No considero que esos dos conceptos sean excluyentes como se plantea a menudo, sino que son elementos complementarios y es factible buscar un término medio. La eficiencia y la equidad solo son verdaderamente valiosas cuando operan en conjunto.
¿Qué piensa sobre la animosidad de lo público hacia lo privado?
Siempre he creído que los funcionarios deben escuchar a los actores privados, formar opiniones y generar propuestas que permitan lo que a cada uno le concierne en su campo. Es tan absurdo que el funcionario público vea al privado como un enemigo, como que actúe a sus órdenes sin ningún tipo de cuestionamiento.
Fue nombrada en la primera junta directiva del Banco de la República y tras algunos años optó por renunciar. ¿Por qué?
Decidí salir porque desde que concluyó el gobierno Barco quise involucrarme en política. Creo que es el espacio donde realmente se toman decisiones. Siempre me ha atraído el riesgo y la responsabilidad de decidir.
¿Y qué ocurrió?
Ser presidenta es complicado, pero considero que aún más difícil es conseguir los votos. Para eso se necesita ciertas personalidades y experiencias. Yo decidí hacer política tarde en mi vida y no soy buena para promocionarme. Además, precisamente en el momento en que decidí asumir el desafío político, tuve que enfrentar otro simultáneo que fue criar a mis hijas sola. En el ámbito político no me fue bien. En el familiar, no podría haberme ido mejor.
¿Un empleo o cargo que le hubiese gustado ocupar?
Esos trabajos cambian con el paso del tiempo. En una etapa deseé ser asesora de la Junta Monetaria; en otra, ministra de Hacienda. Hasta se me ocurrió ser ministra de Defensa. También parlamentaria o magistrada de la Corte Constitucional. Ninguno de esos se presentó. Llegaron otras oportunidades distintas, pero igual o más interesantes. De niña, soñé con ser espía o pintora.
¿Siente que contribuyó a la construcción de una mejor sociedad o que esto cada vez está peor?

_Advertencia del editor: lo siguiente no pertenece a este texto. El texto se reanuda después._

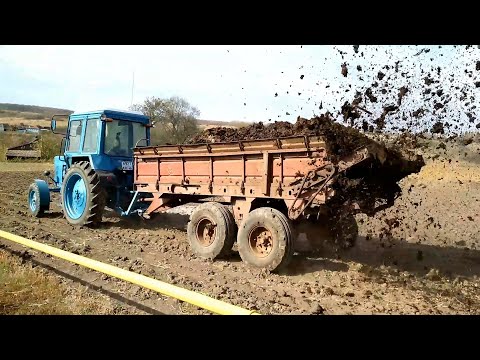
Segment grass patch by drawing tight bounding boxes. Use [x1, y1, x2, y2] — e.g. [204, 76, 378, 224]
[0, 250, 122, 315]
[0, 132, 63, 161]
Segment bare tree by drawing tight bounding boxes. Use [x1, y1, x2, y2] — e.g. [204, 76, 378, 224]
[130, 96, 200, 144]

La respuesta es relativa. Desde un punto de vista personal, sí pienso que logré colaborar para que Colombia avanzara en muchos aspectos en la dirección adecuada. Aquellos que intentan hacer creer a los colombianos que eso no es cierto, están profundamente equivocados. Tratar de construir destruyendo no es una postura válida; es simplemente una falta de comprensión sobre la complejidad de la política pública y la realidad de un país como el nuestro.